Referring Layer Decomposition¶
Conference: ICLR 2026
arXiv: 2602.19358
Code: https://yaojie-shen.github.io/project/RLD/
Area: Image Decomposition / Image Editing
Keywords: Layer Decomposition, RGBA Layers, Multimodal Referring Input, Data Engine, RefLayer
TL;DR¶
The authors propose the Referring Layer Decomposition (RLD) task to predict complete RGBA layers from a single RGB image based on flexible user prompts (spatial, textual, or hybrid). They also construct the RefLade dataset with 1.11 million samples and an automated evaluation protocol.
Background & Motivation¶
Modern generative models typically process images as a whole and lack explicit representation of individual scene elements, making selective manipulation, cross-editing consistency, and semantic alignment difficult. Image layers (visual units in RGBA format) provide a more intuitive framework, similar to the layer-based workflow in Photoshop.
Limitations of Prior Work: - MuLAn: Limited data scale (44K images), with a success rate of only 36%. - Text2Layer: Restricted to separating only two layers (foreground/background). - LayerDecomp: Relies on synthetic supervision and requires target masks.

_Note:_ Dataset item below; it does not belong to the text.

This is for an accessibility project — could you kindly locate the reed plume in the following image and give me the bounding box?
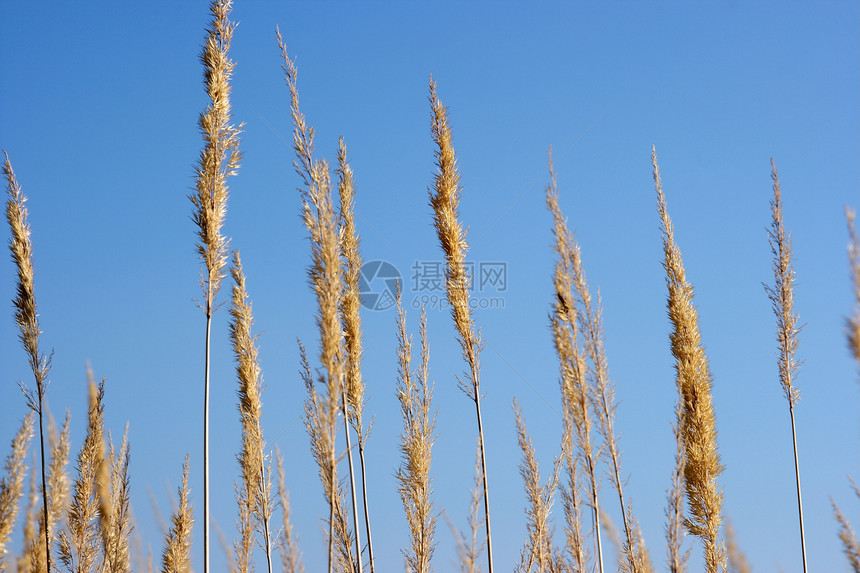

The core novelty of the RLD task lies in its support for multiple user prompts (points, boxes, masks, text) to achieve on-demand extraction of target RGBA layers.
Method¶
Overall Architecture¶
RLD decomposes the "prompt-based layer extraction" task into three mutually supporting components. The pipeline follows the sequence of "Data Generation → Model Training → Quality Evaluation". The first component is the RefLade data engine, which uses a six-stage pipeline to automatically process single RGB images into "prompt + corresponding full RGBA layer" training triplets while completing areas occluded by the foreground. The second component is the RefLayer model, based on Stable Diffusion 3, which encodes arbitrary spatial/textual prompts into a unified input to output RGBA layers with a transparency channel. The third component is a tri-dimensional evaluation protocol that automatically scores extraction quality across three axes: visibility fidelity, occlusion completion, and composition naturalness, aligning with human preferences. Together, these provide training data, a reference implementation, and scoring standards for the task.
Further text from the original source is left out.